Before arriving at Mully Children’s Family, the group toured Kibera slums in central Nairobi.
“We got off the plane and walked through the slums with a guide,” art and design professor Larry Thompson said.“So we could, before we ever got to meet the children, we got to see where the kids came from.”
The camps were held for five days and the overall purpose of them was to give the children experiences they have never had.
“It’s just to show them love,” Thompson said.
Many of the art students, including junior fine arts major Nicole Weldy and freshman theatre for youth major Amy Ethington, believed they were being called to do mission work and go to Africa.
“It was just something I knew coming into school this year that I was being called to go to Africa,” Weldy said.
Ethington agrees and has felt called to do this since last summer.
“This summer I was feeling called to go to missions and I wasn’t really sure what I was supposed to do with that,” Ethington said.“The second week of school I get an email saying ‘Do you want to go on a mission trip where you can use your art talent?’ This was clearly God’s calling.”
Ethington also discussed how theatre is about storytelling and connecting with others and how it allowed the children to experience what it was like to tell a story.
“It was really eye-opening,” she said,“There are people in the world that don’t have clean water or don’t have enough food or don’t have parents who are looking out for their best interest. That was just really hard to see.”
“Being able to travel like I have with Samford, whether it’s missions or studying abroad, (the world) feels a lot smaller, which is almost comforting in some ways,” Weldy said.
Sophomore vocal music education major Jessie Lien said that this trip taught her about actually living.
“When you wake up to no fans or air conditioning, you have a limited number of personal possessions with you, and spend the whole day teaching children, and you sing praises every night, it’s hard to escape reality,” Lien said, “It was a joy to feel so alive.”
A lot of the memories made on the trip include going on a safari, standing at the equator and visiting Jacob’s Well, which is where the founder of MCF Dr. Ev. Charles Mutua Mulli found a source of water underground after seeing a vision from God.
For many students, some of their more memorable moments were with the children. Nicole Weldy said some of her favorite moments were when the kids learned how to make point-and-shoot cameras and take photos and when she sang Swahili with the kids.
“They really loved singing ‘God Bless America,’ because they see themselves as Americans,” Weldy said.“Being there at the Mully Foundation is like a fresh new start for them like in America.”

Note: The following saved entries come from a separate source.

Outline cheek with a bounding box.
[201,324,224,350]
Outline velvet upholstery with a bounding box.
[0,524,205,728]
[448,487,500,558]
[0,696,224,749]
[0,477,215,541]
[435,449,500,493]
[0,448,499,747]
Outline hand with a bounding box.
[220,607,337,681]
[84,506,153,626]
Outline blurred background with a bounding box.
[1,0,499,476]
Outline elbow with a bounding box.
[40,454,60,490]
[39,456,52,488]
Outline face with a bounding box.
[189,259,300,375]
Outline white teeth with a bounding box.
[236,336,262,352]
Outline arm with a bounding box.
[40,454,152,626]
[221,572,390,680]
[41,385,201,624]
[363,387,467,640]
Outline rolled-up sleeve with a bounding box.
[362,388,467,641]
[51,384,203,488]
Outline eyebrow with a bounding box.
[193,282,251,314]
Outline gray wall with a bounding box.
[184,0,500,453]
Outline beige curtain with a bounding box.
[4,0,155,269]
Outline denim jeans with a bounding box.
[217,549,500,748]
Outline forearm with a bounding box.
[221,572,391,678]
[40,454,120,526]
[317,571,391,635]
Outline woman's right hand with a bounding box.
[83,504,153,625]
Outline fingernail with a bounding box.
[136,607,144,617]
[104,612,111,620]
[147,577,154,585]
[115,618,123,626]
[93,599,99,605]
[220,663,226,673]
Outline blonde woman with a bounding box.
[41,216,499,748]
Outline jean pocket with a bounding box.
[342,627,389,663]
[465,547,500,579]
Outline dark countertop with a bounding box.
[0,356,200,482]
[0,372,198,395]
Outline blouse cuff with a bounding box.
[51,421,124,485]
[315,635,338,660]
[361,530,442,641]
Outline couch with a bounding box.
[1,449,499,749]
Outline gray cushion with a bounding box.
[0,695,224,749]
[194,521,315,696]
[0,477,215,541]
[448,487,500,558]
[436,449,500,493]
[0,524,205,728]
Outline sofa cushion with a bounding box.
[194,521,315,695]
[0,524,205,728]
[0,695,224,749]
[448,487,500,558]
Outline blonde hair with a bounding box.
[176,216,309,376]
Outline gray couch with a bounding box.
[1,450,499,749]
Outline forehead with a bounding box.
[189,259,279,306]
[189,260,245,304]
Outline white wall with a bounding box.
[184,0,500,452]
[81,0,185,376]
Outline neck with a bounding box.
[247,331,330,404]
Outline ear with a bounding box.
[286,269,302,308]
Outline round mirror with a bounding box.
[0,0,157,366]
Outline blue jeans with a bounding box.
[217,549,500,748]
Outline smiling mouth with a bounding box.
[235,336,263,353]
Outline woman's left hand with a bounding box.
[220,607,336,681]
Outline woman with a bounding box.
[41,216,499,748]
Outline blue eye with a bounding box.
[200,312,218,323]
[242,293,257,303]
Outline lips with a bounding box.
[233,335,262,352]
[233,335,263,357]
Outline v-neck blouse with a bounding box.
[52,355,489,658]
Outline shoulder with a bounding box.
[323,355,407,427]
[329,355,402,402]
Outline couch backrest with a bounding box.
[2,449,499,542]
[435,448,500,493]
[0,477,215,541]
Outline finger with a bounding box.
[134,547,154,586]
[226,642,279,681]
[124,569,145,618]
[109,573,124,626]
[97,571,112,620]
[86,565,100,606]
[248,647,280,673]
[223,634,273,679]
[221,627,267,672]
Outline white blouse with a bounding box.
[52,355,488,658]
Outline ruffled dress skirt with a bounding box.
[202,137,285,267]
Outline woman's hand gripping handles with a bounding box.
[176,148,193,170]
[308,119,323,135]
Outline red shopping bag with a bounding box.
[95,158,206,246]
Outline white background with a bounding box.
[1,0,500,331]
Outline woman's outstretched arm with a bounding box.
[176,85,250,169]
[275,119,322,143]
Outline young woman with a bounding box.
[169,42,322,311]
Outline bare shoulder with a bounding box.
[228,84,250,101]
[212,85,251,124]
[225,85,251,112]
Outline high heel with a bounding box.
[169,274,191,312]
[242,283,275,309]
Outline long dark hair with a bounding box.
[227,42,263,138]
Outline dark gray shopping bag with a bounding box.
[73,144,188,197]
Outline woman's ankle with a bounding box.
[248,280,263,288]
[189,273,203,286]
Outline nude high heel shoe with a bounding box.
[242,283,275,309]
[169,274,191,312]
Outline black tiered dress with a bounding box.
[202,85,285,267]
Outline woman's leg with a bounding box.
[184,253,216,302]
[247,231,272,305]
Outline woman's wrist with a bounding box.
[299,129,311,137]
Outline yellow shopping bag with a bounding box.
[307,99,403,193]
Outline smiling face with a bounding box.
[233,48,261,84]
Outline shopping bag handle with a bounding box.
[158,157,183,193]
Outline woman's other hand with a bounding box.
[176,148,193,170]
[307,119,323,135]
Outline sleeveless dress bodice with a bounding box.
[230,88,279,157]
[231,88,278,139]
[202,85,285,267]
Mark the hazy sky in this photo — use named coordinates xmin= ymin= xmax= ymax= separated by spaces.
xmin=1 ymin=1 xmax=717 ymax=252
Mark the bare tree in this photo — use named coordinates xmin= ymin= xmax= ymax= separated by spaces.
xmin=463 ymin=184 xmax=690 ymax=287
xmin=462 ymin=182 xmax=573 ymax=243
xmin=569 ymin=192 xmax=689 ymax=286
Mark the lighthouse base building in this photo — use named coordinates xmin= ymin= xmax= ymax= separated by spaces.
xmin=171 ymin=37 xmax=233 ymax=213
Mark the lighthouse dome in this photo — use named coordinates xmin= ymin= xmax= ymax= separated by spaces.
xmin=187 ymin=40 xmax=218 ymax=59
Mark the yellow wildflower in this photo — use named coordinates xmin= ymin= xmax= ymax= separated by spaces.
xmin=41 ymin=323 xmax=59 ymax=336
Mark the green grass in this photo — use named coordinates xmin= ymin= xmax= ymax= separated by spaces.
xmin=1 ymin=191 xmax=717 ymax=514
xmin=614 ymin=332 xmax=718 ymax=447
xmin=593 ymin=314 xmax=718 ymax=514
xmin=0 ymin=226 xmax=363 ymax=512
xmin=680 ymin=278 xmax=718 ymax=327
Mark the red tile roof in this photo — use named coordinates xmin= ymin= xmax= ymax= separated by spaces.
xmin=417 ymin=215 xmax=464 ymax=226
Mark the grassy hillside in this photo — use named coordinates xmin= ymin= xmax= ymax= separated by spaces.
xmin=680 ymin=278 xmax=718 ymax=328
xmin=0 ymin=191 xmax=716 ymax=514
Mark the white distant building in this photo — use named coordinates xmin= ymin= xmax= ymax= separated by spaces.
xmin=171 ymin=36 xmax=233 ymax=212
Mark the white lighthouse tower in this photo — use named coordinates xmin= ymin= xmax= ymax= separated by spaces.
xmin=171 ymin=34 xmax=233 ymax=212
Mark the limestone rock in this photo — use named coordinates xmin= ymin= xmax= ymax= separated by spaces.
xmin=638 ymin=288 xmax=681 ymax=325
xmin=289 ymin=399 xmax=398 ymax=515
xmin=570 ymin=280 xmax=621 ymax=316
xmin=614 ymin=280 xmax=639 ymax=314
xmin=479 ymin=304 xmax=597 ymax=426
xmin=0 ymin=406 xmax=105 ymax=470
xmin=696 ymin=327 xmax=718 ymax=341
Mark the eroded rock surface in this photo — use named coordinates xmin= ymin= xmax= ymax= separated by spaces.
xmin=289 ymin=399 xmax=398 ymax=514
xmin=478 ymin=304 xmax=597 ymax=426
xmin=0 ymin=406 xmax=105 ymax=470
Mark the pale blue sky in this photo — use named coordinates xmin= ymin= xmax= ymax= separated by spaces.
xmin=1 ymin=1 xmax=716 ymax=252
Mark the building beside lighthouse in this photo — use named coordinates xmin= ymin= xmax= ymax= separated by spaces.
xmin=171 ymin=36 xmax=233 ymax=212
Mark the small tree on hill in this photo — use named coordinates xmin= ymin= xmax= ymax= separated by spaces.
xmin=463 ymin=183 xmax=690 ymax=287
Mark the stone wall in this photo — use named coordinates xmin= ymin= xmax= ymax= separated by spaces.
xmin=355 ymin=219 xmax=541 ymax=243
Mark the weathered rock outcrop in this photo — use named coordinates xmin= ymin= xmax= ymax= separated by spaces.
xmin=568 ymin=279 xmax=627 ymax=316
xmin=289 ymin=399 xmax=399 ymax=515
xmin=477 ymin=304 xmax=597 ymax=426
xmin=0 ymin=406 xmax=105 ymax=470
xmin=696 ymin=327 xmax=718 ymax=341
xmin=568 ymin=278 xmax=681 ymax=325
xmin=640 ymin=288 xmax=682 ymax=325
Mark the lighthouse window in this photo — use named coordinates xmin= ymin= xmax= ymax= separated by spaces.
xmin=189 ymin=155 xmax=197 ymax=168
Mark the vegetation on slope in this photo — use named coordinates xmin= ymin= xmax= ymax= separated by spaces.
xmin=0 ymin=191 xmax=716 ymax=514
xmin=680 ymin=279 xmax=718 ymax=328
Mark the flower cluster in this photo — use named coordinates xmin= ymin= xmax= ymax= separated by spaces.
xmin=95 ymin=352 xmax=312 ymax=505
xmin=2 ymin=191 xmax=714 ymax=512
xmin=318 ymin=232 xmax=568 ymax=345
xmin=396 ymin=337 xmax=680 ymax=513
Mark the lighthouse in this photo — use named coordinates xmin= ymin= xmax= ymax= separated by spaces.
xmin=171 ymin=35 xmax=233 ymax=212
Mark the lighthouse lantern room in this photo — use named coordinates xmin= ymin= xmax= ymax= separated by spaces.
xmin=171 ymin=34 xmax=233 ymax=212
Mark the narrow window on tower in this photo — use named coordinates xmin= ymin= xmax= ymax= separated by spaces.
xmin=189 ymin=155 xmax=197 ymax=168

These students not only taught these children a lot, but they also learned from the Mully children that have changed how they view the world and their lives today. Ethington said she admired the children because they made the most out of what they were given.
“They had such a self-sacrificing heart,” Ethington said
Weldy said she hoped this experience helped these children realize their artistic potential.

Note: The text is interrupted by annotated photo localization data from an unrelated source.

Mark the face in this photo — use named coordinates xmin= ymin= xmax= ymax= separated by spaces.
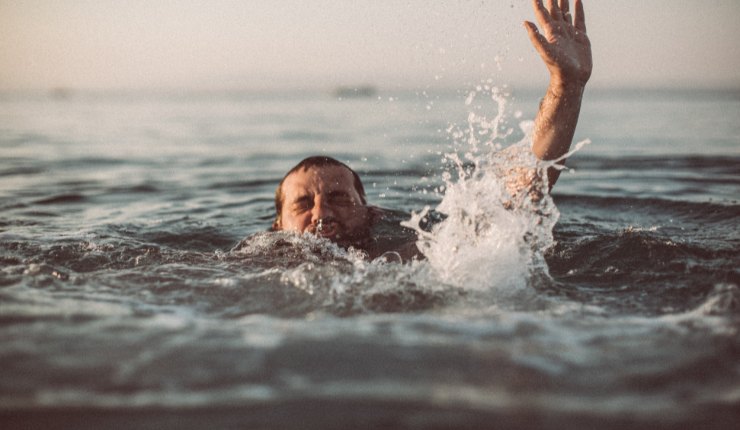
xmin=275 ymin=165 xmax=370 ymax=242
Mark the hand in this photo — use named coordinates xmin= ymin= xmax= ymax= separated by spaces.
xmin=524 ymin=0 xmax=592 ymax=88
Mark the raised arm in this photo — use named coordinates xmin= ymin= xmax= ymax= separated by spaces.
xmin=524 ymin=0 xmax=592 ymax=188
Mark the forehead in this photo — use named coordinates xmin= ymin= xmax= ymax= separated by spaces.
xmin=281 ymin=165 xmax=358 ymax=198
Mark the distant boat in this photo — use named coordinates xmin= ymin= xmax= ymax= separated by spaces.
xmin=334 ymin=85 xmax=377 ymax=99
xmin=49 ymin=87 xmax=72 ymax=99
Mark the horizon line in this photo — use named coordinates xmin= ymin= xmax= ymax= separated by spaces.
xmin=2 ymin=83 xmax=740 ymax=96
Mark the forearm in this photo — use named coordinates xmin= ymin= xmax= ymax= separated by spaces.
xmin=523 ymin=0 xmax=592 ymax=188
xmin=532 ymin=78 xmax=585 ymax=186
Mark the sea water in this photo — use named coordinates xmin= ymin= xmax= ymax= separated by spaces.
xmin=1 ymin=87 xmax=739 ymax=429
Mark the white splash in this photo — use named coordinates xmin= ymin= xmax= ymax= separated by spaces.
xmin=404 ymin=84 xmax=573 ymax=293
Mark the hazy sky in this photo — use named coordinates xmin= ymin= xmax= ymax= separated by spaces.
xmin=1 ymin=0 xmax=739 ymax=91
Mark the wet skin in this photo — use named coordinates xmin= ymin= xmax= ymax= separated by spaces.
xmin=275 ymin=165 xmax=370 ymax=242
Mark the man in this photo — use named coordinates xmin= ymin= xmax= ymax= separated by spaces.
xmin=272 ymin=155 xmax=376 ymax=244
xmin=271 ymin=0 xmax=592 ymax=258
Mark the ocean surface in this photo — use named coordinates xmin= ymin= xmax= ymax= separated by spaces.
xmin=1 ymin=86 xmax=738 ymax=429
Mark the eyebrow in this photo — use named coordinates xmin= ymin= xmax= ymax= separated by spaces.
xmin=328 ymin=190 xmax=351 ymax=199
xmin=291 ymin=194 xmax=312 ymax=205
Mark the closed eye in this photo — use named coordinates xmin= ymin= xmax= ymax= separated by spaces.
xmin=329 ymin=191 xmax=354 ymax=206
xmin=291 ymin=195 xmax=313 ymax=212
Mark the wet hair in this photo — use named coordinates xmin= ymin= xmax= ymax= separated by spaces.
xmin=273 ymin=156 xmax=366 ymax=229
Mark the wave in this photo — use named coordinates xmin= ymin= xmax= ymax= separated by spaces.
xmin=545 ymin=224 xmax=739 ymax=314
xmin=569 ymin=154 xmax=740 ymax=173
xmin=556 ymin=194 xmax=740 ymax=216
xmin=33 ymin=194 xmax=88 ymax=205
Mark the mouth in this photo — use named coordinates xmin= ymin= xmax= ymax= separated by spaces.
xmin=317 ymin=225 xmax=339 ymax=239
xmin=310 ymin=221 xmax=340 ymax=239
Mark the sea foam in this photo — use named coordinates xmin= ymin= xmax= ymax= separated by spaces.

“I have really learned to appreciate my materials and time that is given for artmaking,” Weldy said,“I’m not a perfect artist. I’m still growing but watching these kids who don’t even realize the art talent they had made me really value my gift from God.”
Lastly, Lien loved she was impressed with their devotion toward the Christian faith.
“The faith and respect that these children exhibited were so genuine that they can only be explained as outward signs of inward belief,” Lien said.